Enfin le soir de cette journée aventureuse, qui était le 7 août, il arriva au Caire, appelé, dans son Itinéraire, la nouvelle Babylone. Il loua immédiatement des ânes pour se rendre chez Cani-Bey, trucheman du Soudan, chez qui il devait loger, car les Francs n'avaient point en cette ville de fondaco. Chemin faisant, il rencontra trois Maures qui l'abordèrent poliment et lui firent comprendre qu'ils avaient charge d'escorter les Francs ou Latins à leur arrivée dans la ville, afin de les mettre à l'abri des insultes du peuple. Cette attention délicate, dont il prévoyait le résultat le plus certain, lui parut un peu suspecte. En effet, «ils mentaient, les drôles!» écrit avec une amusante vivacité l'étudiant de Pavie: c'était encore là une ingénieuse invention pour alléger l'escarcelle des voyageurs.

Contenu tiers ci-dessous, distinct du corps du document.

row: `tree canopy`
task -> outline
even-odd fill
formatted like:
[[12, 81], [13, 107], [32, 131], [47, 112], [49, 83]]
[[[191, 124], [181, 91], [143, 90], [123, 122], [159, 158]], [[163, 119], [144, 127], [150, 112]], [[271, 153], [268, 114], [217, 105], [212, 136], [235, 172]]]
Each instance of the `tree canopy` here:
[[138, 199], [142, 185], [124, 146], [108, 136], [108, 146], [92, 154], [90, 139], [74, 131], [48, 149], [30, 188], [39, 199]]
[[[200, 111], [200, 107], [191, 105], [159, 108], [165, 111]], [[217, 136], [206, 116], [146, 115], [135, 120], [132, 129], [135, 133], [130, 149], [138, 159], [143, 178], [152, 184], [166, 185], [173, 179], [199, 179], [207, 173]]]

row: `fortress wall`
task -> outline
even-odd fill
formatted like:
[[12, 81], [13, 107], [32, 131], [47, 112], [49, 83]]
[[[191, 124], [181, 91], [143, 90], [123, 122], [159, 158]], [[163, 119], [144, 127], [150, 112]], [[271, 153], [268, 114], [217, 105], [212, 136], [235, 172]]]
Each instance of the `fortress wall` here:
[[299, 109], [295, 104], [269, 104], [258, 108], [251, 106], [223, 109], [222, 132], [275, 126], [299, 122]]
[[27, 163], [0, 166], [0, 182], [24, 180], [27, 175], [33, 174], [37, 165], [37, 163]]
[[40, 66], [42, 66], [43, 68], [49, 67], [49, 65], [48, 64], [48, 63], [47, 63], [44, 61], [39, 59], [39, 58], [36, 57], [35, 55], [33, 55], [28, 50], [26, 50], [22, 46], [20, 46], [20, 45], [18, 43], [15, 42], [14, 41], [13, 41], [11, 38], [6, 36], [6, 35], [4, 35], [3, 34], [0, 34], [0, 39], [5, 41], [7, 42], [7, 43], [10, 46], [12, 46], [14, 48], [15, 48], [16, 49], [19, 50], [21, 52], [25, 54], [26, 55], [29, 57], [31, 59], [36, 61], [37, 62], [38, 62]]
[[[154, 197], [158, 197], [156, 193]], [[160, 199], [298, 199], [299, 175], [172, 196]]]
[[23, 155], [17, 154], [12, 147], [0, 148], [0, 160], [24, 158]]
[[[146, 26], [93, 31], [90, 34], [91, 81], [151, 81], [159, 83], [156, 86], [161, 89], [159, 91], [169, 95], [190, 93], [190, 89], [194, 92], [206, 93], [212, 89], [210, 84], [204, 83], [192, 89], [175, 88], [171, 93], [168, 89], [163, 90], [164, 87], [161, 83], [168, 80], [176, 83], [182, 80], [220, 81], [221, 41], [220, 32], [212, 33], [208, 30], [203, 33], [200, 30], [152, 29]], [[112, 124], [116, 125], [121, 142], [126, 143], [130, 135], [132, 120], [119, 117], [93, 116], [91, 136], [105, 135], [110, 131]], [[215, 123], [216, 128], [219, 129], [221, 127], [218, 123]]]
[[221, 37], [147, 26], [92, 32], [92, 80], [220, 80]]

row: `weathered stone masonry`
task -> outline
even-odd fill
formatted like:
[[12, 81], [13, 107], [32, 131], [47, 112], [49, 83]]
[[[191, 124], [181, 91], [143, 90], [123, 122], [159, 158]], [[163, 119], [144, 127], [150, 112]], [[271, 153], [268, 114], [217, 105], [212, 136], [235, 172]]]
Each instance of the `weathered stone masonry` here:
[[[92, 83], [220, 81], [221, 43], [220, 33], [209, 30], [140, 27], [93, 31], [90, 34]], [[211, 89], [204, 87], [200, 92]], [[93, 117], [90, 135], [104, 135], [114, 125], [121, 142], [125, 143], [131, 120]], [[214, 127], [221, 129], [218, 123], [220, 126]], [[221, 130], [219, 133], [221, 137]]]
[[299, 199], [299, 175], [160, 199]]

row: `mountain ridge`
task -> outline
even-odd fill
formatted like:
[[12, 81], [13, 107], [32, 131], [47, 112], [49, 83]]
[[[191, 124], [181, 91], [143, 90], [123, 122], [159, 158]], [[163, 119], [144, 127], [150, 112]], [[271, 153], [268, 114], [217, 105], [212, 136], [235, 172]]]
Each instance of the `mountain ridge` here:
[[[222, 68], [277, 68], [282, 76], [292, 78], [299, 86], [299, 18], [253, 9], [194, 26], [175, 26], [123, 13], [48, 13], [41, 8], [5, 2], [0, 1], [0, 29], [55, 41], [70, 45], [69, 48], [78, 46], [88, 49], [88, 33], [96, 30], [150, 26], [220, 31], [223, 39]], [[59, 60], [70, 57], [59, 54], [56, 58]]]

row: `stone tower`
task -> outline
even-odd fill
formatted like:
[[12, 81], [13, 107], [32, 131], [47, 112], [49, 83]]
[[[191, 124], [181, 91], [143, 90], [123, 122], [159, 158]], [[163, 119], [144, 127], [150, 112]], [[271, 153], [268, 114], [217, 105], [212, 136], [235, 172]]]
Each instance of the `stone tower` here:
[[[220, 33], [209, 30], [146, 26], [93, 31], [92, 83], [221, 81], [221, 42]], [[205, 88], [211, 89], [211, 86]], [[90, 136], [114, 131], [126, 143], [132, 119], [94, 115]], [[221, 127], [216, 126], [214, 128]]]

Tel était le mot d'ordre général; le Mameluck qui les avait accompagnés depuis Alexandrie et le juif Isaac en étaient si pleins, qu'ils coururent annoncer en ces termes au trucheman l'arrivée de ses hôtes: «Voici! nous t'apportons des poissons bien gras; mange-les!»

Ce message rendit le bon Cani-Bey tout joyeux; il accueillit les Flamands avec une tendresse qui témoignait du plaisir qu'il prendrait à les dévorer. Ceux-ci se promirent cependant d'y mettre ordre, et il dut se borner à les traiter en brebis qu'il avait à tondre de près.

VI

Le Caire.

Les truchemans. — Zam-Beg. — La femme de Cani-Bey. — Le dîner maigre. — Visite à Naldarchos. — Ses inquiétudes au sujet des progrès des Turcs. — Les habitants du Caire. — 20,000 morts par jour en temps de peste. — Maisons des principaux de la ville. — Chameaux, ânes et mulets. — Girafes. — Lions domestiques. — Éclairage. Le palais. — Les pyramides. — Matarieh. — Le baume.—Le sycomore.

Les truchemans étaient, au Caire, une espèce de magistrats chargés de la police des étrangers. Ils avaient toutefois mission de les protéger et de leur servir de guides et d'interprètes, et recevaient d'eux une rétribution fixée d'ordinaire à 5 séraphs, monnaie d'or qui répondait au ducat et valait 25 médines d'argent[45].

Outre Cani-Bey, il y avait encore trois truchemans, qui ne tardèrent pas à faire visite au chevalier. Heureusement, leur chef, nommé Zam-Beg, connaissait la maison d'Adorne et en avait reçu de bons offices lorsque Raphaël occupait le trône ducal. Il supplia Cani-Bey de considérer nos Flamands non comme des Francs, mais comme ses amis particuliers. Il se fit, de plus, un plaisir de leur faire voir ce que le Caire offrait de remarquable et de leur fournir tous les renseignements qu'ils pouvaient désirer.

Ces services, pourtant, ne furent pas gratuits. Zam-Beg reçut 20 ducats; Cani-Bey, de son côté, en exigea 7 ou 8, outre divers profits qu'il savait se ménager. Du reste, il témoignait à ses hôtes toutes sortes d'égards. Sa maison était égayée par une femme, jeune et belle, qu'il avait et qui conversait librement avec eux.